Erik Dalı...

Erik dalı gevrektir

Amanın basmaya gelmez

Arzu ile kifayet diye bir cümle kurmuştuk bir önceki yazımızda. Demokrasi ile ilgiliydi peki uzatmayıp hatırlatayım. Demiştik ki arzu ile kifayet arasında ki derin boşlukta kavram kargaşasında kalan… Demokrasi…

Hiç birimizin gözünü alamadığı günümüz siyasetinde demokrasi özgürlük eşitlik çağdaşlık dustruyla ve de hak hukuk adalet sloganıyla birinci sırada Atatürk’ün partisi CHP tüzük değişikliğe gidiyormuş. Öncelikle hayırlı olsun diyelim ve diyelim ki erik dalının gevrek olduğunu bilen halkçı ve demokrasinin bekçisi CHP yöneticileri Atatürk’e layık olduklarını ispat etmek için siyasetin mecrasını değiştirip inkılâpçılık ilkesini hatırlayarak bir devrim yapar mı?

Madem CHP gündeminde tüzük değişikliği var soralım.
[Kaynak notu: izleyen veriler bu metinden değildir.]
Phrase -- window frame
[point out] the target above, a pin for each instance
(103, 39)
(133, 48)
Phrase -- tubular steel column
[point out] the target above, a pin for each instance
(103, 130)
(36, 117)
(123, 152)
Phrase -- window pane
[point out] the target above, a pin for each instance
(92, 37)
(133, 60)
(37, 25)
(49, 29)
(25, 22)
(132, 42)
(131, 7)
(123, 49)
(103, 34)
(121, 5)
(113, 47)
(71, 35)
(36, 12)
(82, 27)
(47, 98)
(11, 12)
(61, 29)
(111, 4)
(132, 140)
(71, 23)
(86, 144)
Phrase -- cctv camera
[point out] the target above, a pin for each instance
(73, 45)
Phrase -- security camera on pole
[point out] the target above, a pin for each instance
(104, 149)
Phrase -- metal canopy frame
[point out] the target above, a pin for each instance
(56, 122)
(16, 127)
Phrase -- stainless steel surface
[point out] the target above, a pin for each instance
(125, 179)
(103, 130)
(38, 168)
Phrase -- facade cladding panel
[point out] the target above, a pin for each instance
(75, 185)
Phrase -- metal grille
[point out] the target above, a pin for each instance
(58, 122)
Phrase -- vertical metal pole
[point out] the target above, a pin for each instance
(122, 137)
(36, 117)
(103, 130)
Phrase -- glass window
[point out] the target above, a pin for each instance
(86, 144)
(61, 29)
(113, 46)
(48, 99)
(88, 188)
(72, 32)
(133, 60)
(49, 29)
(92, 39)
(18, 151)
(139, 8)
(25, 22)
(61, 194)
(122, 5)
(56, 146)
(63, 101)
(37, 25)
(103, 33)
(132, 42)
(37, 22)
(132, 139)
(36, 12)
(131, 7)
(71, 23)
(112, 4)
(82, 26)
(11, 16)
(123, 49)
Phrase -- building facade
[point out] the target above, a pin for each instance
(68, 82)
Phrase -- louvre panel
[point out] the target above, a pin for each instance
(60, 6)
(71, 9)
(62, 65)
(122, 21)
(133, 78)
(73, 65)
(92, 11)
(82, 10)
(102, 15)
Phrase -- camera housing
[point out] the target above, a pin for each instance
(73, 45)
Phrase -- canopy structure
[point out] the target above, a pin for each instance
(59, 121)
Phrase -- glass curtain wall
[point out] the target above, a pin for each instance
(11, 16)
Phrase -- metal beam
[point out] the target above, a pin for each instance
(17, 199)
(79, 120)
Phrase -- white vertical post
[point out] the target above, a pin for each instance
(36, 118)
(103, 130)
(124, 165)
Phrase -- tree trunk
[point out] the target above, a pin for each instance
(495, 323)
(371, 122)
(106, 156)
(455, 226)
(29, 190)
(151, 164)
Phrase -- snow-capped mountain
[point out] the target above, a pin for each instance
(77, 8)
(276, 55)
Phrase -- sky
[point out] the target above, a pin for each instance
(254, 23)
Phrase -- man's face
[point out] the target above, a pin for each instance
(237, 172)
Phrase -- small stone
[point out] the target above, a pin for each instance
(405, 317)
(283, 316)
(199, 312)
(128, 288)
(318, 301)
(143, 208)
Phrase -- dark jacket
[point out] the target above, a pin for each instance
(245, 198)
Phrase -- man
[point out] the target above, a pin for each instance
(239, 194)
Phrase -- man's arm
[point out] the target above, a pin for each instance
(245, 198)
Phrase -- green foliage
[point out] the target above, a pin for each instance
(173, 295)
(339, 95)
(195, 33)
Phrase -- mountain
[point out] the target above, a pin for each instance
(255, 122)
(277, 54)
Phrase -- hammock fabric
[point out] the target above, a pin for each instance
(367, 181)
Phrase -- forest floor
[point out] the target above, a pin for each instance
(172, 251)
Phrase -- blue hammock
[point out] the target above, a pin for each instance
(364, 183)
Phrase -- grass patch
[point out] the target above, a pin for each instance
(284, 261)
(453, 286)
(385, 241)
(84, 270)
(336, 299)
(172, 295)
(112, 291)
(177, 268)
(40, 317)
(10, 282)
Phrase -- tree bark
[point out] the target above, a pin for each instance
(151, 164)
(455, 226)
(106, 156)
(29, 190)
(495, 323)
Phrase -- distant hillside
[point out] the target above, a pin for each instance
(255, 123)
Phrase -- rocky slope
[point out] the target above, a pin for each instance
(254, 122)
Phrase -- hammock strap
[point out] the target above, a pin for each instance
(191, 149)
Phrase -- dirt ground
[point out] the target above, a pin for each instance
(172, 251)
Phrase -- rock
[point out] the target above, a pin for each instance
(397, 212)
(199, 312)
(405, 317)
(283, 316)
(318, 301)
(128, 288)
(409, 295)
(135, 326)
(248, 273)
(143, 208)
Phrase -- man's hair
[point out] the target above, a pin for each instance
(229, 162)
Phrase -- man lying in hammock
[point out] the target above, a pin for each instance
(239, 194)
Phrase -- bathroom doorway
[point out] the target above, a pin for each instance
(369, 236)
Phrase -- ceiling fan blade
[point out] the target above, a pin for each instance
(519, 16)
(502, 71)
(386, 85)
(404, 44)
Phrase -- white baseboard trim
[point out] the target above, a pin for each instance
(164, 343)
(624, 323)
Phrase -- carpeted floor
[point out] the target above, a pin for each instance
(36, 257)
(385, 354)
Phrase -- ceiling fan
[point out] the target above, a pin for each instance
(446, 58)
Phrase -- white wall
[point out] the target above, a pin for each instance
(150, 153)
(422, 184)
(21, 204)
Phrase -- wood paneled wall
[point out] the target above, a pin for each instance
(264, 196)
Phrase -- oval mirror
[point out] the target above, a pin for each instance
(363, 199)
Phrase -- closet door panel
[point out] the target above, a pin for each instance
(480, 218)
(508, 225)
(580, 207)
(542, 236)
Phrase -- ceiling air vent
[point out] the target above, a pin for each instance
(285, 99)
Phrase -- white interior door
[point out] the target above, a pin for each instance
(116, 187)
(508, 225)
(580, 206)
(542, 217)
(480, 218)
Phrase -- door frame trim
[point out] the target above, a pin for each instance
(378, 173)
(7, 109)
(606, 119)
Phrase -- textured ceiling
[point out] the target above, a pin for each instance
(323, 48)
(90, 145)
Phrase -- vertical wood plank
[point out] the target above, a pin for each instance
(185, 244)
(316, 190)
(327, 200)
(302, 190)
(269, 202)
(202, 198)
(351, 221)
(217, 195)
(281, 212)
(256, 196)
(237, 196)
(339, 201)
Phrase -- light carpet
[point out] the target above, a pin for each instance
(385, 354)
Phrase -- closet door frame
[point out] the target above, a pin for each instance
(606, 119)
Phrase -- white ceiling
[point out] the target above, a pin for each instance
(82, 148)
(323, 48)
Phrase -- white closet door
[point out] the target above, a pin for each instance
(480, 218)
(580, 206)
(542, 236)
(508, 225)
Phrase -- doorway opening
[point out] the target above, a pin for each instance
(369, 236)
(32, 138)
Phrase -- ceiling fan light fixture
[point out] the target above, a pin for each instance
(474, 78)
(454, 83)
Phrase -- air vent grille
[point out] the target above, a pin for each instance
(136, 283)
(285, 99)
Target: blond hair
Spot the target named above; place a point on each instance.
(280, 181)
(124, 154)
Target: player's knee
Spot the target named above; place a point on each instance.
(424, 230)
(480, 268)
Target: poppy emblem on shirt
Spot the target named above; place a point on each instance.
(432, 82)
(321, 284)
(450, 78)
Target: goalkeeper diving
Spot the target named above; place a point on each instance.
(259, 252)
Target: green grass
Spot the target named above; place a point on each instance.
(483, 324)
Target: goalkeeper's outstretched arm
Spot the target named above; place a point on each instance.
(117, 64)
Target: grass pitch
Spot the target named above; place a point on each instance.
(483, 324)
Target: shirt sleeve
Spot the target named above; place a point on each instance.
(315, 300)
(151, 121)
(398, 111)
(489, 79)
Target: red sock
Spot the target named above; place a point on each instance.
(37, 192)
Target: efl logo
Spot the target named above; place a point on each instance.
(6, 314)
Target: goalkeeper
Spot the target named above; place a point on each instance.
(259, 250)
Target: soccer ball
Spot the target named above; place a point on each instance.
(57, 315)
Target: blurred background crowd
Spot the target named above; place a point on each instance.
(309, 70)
Mesela cumhurbaşkanı görev süresini doldurdu ve hala görevde kalmak için anayasayı hiçe sayıyor diye aylarca mızmızlandınız. Eğer bu konuda adil ve samimiyseniz siz parti tüzüğüne iki dönem kuralı getirin. Parti tüzüğü de parti anayasası değil midir? Genel başkanınıza!! Anladınız onu, belediye başkanlarınıza, milletvekillerinize, il ve ilçe başkanlarınıza iki dönem hizmet kuralı getirin. O koltuk sevdalılarının önünü kesin önece. İnkılâp yapın lider olun. Siz kendi sloganlarınızla Atatürk’ün ilkelerini unuttunuz. Atatürk’e ve o partiye bir özür borcunuz var. Niye mi? Halkçılık seçim zamanı çarşı Pazar boy gösterip çılgın nutuklar atmak değildir. Keşke biraz çılgın olsanız aslında bassanız eriğin dalına korkusuzca hesapsızca. Neyse halkçılık cesur kararlar vermeyi büyük düşünmeyi gerektirir. Bu düşünceleri hayata geçirmekte inkılâptır.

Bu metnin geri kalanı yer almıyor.